[comp.lang.forth] attention Steve Sheppard part1

rob@idacom.uucp (Rob Chapman) (02/23/90)

I tried several attempts to email the following info to you but they either
bounced back or got swallowed.  So as a last resort, I'll post it through the
news net.

				68k-Forth

Overview

The source code is comprised of 3 parts: the metacompiler, the mini-assembler
and of course, the kernel.  Each part is described briefly below.  This
kernel is still in the testing stages but the kernel, as it is, will
metacompile itself which will allow for easy correction of bugs.  The easiest
thing to compile 68k-Forth on is another port of bot-Forth.  However since
most people don't have this, there are alternatives.  I originally
metacompiled bot-Forth on LMI's PCForth but the metacompiler needs to be
modified to do that (ie. T! and T@ need to do byte swapping).  I've tried to
keep the number of words that make up the metacompiler small so that it
shouldn't be to hard to port and the defintions for the words are in the
kernel itself.  If somebody wants, I could probably send out a binary image
of some sort (ie. ascii coded binary), but I think the best way is to
metacompile off a Forth somewhere.

Metacompiler

The metacompiler was presented at the 1989 Rochester Forth conference and a
paper describing it was published in the proceedings.  That one was more
general to convey its basic concepts.  The one in the source code is
specific for the 68k and works in conjunction with the Mini-assembler.

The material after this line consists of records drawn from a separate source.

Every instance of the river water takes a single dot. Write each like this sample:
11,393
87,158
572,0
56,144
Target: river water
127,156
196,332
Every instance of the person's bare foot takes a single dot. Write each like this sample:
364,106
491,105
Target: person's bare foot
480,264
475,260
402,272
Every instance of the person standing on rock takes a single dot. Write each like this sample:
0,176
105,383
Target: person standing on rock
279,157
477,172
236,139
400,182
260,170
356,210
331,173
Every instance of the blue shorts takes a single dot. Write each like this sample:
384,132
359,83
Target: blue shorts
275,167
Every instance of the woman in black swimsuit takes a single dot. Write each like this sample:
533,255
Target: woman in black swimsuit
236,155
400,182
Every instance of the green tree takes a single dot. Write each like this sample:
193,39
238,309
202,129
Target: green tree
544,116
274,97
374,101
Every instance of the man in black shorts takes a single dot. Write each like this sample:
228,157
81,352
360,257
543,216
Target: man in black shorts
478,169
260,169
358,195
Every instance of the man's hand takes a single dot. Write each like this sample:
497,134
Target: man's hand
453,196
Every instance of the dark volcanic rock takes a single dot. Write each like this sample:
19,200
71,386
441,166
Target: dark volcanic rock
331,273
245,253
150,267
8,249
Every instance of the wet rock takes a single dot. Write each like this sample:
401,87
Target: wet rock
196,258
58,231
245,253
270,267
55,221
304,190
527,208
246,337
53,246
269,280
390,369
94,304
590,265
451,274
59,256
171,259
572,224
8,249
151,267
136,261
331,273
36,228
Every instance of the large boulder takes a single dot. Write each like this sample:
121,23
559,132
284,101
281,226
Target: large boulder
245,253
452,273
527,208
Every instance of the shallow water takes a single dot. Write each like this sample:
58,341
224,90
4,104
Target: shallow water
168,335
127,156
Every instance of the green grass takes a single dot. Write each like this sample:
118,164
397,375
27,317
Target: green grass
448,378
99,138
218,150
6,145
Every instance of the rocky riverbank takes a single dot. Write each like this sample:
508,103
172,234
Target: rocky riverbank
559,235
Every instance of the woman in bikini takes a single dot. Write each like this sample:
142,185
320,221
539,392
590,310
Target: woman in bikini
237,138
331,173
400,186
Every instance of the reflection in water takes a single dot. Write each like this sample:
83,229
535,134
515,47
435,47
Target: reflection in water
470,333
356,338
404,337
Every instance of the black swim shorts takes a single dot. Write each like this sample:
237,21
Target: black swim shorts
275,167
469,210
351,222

The metacompiler compiles the kernel source code into a buffer named tspace.
This buffer is about 12 kbytes.  The kernel source code has been arranged so
that there is no forward referencing.  This allows the code to be compiled
in a single pass without having to resolve forward references and simplifies
the work that the metacompiler has to do.

In normal compiling, defining words and immediate words do all the compiling
( : ; IF ENDIF etc), while the interpreter lays down calls to non-immediate
words.  In the metacompiler world, ] takes over the interpreter's job.  ] is
invoked by : or an occurance in the input stream.  ] looks up each word in
the input stream in two dictionaries: meta dictionary (META-FIND) and the
target dictionary (TFIND).  The meta-dictionary is all the words in the host
dictionary from latest @ to meta-start @.  The target dictionary are all the
words that are compiled in the target kernel in the tspace buffer.  The
reason that the meta-dictionary is searched first, is to allow definition of
immediate words.  The immediate words in the target kernel aren't executable
and their action must be provided by similar words in the meta-dictionary. 
Most of these meta-compilers are SMUDGEed so that they will not interfere
with normal compiling.  The ones which aren't smudged, check a flag to see
if they should compile into the host or target dictionary.  If a word cannot
be found in either dictionary, then it is converted to a number and
compiled (TLITERAL).

Throughout the kernel, you will find metacompilers.  They are preceded by a
switch back to the host space (META) and followed by a switch back to the
target space (TARGET).  The reason that they are sprinkled throughout the
kernel, is because they compile words from the target kernel into subsequent
definitions (ie. ." needs (.") to be defined first).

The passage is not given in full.